Last but not least, take a closer look at that coffee table in front of the sofa.  If you look closely, you'll see that there's a computer built into it with what I imagine to be a glass top covering the monitor.  A keyboard and either a post-it note or a yellow floppy disc are below the screen.  If you look even closer at the screen, there's a message to "please press return to receive homework assignment".  This is a slightly eerie prediction for 2020, a year in which most children around their country have had all of their schoolwork sent home through a computer.

Let's unpack what we're seeing here.  I know it's cliche for a Gen X'er like myself to try to explain a world before the internet to Millennials and Gen Z, but I really get the impression that they don't fully understand.  I know the history books will tell you that the internet was invented in the 60's and used by universities as early as the 80's.  However, I can assure you as someone whose entire teenage years was spent in the 1990's, for all practical purposes, there was no internet in 1993.  In fact, the vast majority of kids who carried this Trapper Keeper probably hadn't even heard the word "internet" before, let alone used it.  The best way I can describe it is to look at self-driving cars in 2020.  They technically exist, but nobody that you know has one.  The technology is at its infancy, the cost is prohibitive, and the infrastructure that would allow it become commonplace is far enough in the future that we can only imagine with it will be like one day.

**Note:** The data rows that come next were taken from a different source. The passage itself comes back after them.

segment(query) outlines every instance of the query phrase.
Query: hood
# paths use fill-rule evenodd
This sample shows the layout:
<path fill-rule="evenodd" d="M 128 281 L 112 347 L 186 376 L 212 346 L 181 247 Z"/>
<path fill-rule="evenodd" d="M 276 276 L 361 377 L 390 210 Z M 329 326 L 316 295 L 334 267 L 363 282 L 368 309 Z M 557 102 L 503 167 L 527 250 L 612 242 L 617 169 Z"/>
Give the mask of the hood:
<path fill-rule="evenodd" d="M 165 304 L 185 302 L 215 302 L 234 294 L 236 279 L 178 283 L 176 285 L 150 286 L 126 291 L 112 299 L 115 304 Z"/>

That was the internet in 1993.  We had all been told for decades that computers were the future, but we weren't quite sure what it would look like, so people created works of art and fiction to imagine the possibilities.  In fact, the only practical uses I had ever seen a computer used for in 1993 was to play video games or to use as a glorified word processor.  You can see this reflected by the fact that it uses the word "return" instead of "enter".  On a typewriter, the position on a keyboard where you find the enter key was the return key, because it made the carriage return to the left hand side and moved your paper down to type on the next line.

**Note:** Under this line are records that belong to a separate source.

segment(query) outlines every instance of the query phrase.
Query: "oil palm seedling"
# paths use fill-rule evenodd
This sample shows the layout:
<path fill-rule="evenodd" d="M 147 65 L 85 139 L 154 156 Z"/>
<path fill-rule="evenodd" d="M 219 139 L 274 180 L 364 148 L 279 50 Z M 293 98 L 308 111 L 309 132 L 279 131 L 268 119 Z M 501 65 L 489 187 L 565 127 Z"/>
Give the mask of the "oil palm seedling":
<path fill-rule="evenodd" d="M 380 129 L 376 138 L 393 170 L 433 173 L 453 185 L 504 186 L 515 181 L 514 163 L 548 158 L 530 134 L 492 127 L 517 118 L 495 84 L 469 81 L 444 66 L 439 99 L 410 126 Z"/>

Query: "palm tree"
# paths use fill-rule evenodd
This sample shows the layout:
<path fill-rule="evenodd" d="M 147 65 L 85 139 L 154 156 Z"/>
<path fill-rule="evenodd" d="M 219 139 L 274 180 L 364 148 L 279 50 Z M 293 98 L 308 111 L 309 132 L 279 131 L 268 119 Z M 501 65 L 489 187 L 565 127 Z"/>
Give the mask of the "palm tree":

I was 12 and 13 year old back in 1993.  My only awareness that a computer could connect to another computer over a telephone line at that time was the movie WarGames, and an occasional tv commercial for Prodigy, which my stepmom described to me as a service that "lets you hook the phone up to the computer to access things like the encyclopedia".  My middle school in Florida had computers in the library, but I can't remember a time when we actually used them.  In fact, I had a typing class in 7th grade that was just rows of word processors on school desks.  When I returned to Pennsylvania in 9th grade, I once again had to take typing in a school that had old school typewriters that had probably been there for the past twenty years.  I'm sure that there were private schools and universities that were doing more with them, but the few that existed in the public schools that I went to mostly just sat around collecting dust, with few teachers who could think of what to do with them in a classroom setting.

Looking at this Trapper Keeper today, I can remember what it was like to imagine a future with computers at every turn.  It also makes me want to look at the artwork that's being created today to see what we imagine the future will be.  Even before the pandemic, the world of 2020 barely resembles the world I knew in 1993.  Only time will tell what 2047 have in store for us.